A Trillion Pages and a $5K Summer
In 1998 I built a thing called Spark Online. The host died, the site mostly vanished, and for a decade I doubted whether any of it had been real. Then one day I typed the URL into the Wayback Machine and there it was. My twenties, preserved by a nonprofit in San Francisco that decided the web was worth remembering on purpose.
Start with the May 27 recap set
This article is part of the Vancouver AI Meetup #29 recap package: the event archive, the speaker-focused recaps, and the full Michelle Diamond photo gallery.
- 29 Months, 200 Pounds of Meat, and the AI Commons
- A Trillion Pages and a $5K Summer — currently reading
- Tofu Isn't Failed Meat: Rachel Horst's Anti-Slop Machine
- May 27 Vancouver AI Meetup event archive
- Original May 27 Luma listing
- Michelle Diamond photo gallery

So when Andrea Mills, Executive Director of Internet Archive Canada, agreed to keynote Vancouver AI Meetup #29 on our “Building the AI Commons” night, I was genuinely fired up. While everyone else races to lock knowledge behind paywalls, Andrea and her team are doing the opposite. They’re archiving the open web and building public infrastructure with data that actually belongs to the public.
Here’s what she told the room, and the fellowship she slipped in at the end like a true Canadian.

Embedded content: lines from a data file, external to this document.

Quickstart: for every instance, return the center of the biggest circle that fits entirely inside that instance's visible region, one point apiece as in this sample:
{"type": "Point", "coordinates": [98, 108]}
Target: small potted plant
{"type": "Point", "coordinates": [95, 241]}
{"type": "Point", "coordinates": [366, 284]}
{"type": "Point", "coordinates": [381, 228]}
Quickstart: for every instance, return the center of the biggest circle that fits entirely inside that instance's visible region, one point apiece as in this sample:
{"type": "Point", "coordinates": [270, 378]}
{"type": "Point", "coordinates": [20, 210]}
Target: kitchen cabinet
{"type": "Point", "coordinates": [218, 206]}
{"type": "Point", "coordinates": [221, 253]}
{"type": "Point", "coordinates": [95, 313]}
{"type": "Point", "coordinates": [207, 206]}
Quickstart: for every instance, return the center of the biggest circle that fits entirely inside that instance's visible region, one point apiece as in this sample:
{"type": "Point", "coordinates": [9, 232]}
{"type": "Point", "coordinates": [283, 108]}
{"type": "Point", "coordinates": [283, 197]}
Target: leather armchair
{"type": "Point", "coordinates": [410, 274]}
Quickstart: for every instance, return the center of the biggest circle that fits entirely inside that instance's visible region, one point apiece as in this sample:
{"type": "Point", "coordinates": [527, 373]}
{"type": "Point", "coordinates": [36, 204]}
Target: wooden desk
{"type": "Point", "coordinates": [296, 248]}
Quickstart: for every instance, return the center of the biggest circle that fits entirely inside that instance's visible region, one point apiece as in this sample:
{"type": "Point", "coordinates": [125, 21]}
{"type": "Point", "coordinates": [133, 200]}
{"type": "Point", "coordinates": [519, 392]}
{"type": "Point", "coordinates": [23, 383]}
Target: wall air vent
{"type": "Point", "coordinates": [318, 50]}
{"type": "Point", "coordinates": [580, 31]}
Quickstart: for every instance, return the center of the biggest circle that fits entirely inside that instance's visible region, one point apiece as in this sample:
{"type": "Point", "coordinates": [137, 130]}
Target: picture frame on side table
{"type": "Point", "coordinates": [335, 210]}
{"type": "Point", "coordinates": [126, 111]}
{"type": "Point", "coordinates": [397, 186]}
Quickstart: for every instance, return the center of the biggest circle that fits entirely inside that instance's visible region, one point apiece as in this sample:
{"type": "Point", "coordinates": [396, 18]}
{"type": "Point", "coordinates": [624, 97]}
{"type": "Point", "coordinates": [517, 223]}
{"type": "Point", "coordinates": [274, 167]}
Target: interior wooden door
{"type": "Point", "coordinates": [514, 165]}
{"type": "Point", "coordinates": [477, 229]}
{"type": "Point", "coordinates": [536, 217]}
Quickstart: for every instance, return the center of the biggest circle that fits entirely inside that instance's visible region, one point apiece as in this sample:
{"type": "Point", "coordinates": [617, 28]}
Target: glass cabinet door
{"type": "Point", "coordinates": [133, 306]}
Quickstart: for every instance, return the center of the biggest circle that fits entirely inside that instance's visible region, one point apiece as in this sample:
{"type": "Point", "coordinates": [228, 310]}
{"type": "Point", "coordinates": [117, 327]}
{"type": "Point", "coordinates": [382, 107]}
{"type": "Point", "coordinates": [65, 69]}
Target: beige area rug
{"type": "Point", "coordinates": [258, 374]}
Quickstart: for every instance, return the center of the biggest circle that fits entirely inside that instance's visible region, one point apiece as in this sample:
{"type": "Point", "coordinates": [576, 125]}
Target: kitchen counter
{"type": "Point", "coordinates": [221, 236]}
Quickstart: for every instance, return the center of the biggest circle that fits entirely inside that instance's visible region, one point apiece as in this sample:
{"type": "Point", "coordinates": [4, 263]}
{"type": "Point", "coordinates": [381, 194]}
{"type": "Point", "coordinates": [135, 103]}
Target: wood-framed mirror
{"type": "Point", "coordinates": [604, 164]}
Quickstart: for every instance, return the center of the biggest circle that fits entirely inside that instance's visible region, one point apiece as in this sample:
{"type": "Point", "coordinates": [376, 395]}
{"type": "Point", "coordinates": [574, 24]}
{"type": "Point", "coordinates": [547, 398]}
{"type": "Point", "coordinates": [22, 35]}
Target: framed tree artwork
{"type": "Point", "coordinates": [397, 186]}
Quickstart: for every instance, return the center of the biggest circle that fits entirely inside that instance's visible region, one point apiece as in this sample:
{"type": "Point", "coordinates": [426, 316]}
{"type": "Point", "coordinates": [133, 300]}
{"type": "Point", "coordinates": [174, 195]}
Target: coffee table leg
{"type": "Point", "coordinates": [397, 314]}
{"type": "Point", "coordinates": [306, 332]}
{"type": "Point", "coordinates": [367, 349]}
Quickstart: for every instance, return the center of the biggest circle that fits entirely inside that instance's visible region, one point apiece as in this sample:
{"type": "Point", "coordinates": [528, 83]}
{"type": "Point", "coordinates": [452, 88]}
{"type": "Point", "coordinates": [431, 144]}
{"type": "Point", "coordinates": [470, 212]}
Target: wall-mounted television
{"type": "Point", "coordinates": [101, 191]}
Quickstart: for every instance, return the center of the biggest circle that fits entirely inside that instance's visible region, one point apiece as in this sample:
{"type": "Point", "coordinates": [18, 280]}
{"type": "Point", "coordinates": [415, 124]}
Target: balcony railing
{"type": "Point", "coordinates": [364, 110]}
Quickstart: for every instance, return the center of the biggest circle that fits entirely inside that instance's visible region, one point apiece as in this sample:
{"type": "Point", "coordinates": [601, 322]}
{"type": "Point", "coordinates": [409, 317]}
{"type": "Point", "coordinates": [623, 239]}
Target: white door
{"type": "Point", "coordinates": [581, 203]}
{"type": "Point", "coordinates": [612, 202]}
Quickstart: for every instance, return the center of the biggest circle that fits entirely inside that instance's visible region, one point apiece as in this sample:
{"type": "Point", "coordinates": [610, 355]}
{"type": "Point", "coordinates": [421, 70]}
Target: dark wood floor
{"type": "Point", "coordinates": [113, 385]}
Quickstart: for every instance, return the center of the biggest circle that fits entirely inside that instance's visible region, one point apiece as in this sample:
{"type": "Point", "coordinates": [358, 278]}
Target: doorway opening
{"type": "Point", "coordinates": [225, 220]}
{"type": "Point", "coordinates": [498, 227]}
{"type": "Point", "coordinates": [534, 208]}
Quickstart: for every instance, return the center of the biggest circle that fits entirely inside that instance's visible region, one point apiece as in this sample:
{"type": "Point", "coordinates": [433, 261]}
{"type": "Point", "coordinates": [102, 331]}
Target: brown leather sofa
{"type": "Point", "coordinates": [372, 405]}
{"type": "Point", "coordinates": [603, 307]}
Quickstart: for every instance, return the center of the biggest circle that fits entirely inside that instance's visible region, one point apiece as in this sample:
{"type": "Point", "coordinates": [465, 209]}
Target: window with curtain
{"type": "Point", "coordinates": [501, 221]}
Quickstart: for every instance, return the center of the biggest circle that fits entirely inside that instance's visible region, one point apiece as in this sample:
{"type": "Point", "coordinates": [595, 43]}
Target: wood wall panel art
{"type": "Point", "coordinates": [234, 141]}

Thirty years, 200 petabytes, a trillion pages
Brewster Kahle founded the Internet Archive in 1996, right at the birth of personal web publishing, when for the first time you didn’t have to be a publisher or a big institution to put something online. That moment mattered, Andrea said, because the early web was distributed. Anyone could publish. But there was a problem: the web forgets. It’s ephemeral by design.
A library is the opposite. A library is memory by design. So the Archive set out to be the library of the web. Today it’s over 200 petabytes. And last fall they crossed a number that’s almost impossible to picture:
“We celebrated 1 trillion web pages in the Wayback Machine.”
That’s the intellectual output of millions of people, kept open for researchers, the curious, and anyone who needs a big dataset. And it’s normal operations, not crisis: about 25% of any link saved online eventually moves or goes offline. The Archive is the reason the other version still exists.
Their preservation model is geographically distributed now: Internet Archive Canada holds a good chunk of the global archive, with Europe, Switzerland, and the UK coming online. Because, as Andrea put it:
“A cloud is just someone else’s computer, and you better really, really trust that person.”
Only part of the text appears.